Sorry about the link, folks...


----------



## love_my_life (Aug 6, 2011)

I think that articles like this prove what air-heads fashion models actually are...


----------



## mossystate (Aug 6, 2011)

love_my_life said:


> I think that articles like this prove what air-heads fashion models actually are...



Including the fat fashion models?

and

Main board.


----------



## idontspeakespn (Aug 6, 2011)

ConnieLynn said:


> Fixed the link
> 
> And nothing about fashion industry / fashion models surprises me anymore.

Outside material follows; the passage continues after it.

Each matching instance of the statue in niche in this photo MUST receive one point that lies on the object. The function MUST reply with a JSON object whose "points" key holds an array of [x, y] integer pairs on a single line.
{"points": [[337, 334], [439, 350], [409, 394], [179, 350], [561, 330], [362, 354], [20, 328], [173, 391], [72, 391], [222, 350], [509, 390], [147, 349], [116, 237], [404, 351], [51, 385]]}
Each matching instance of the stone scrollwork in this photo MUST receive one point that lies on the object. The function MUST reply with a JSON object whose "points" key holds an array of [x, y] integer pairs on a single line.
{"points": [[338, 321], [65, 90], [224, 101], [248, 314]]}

This is a serious WTF moment from the fashion industry. And in true 'dumb supermodel' style, using fat suits to continue to get plus size modelling work but not actually be plus-sized . If you want to be healthy and thin and a model, than be a thin model, don't insult the rest of us by putting on a clown suit to be a plus-size model. It promotes an unrealistic image of plus-sized women ('cause I know my body isn't in smooth, un-puckered condition) and takes away modelling gigs from actual plus-sized models. 

This is like a white model smearing on brown body paint and getting a perm to get gigs as a Black model.


----------



## ConnieLynn (Aug 6, 2011)

mossystate said:


> Including the fat fashion models?
> 
> and
> 
> Main board.



What fat fashion models? Where? 



idontspeakespn said:


> This is a serious WTF moment from the fashion industry. And in true 'dumb supermodel' style, using fat suits to continue to get plus size modelling work but not actually be plus-sized . If you want to be healthy and thin and a model, than be a thin model, don't insult the rest of us by putting on a clown suit to be a plus-size model. It promotes an unrealistic image of plus-sized women ('cause I know my body isn't in smooth, un-puckered condition) and takes away modelling gigs from actual plus-sized models.
> 
> This is like a white model smearing on brown body paint and getting a perm to get gigs as a Black model.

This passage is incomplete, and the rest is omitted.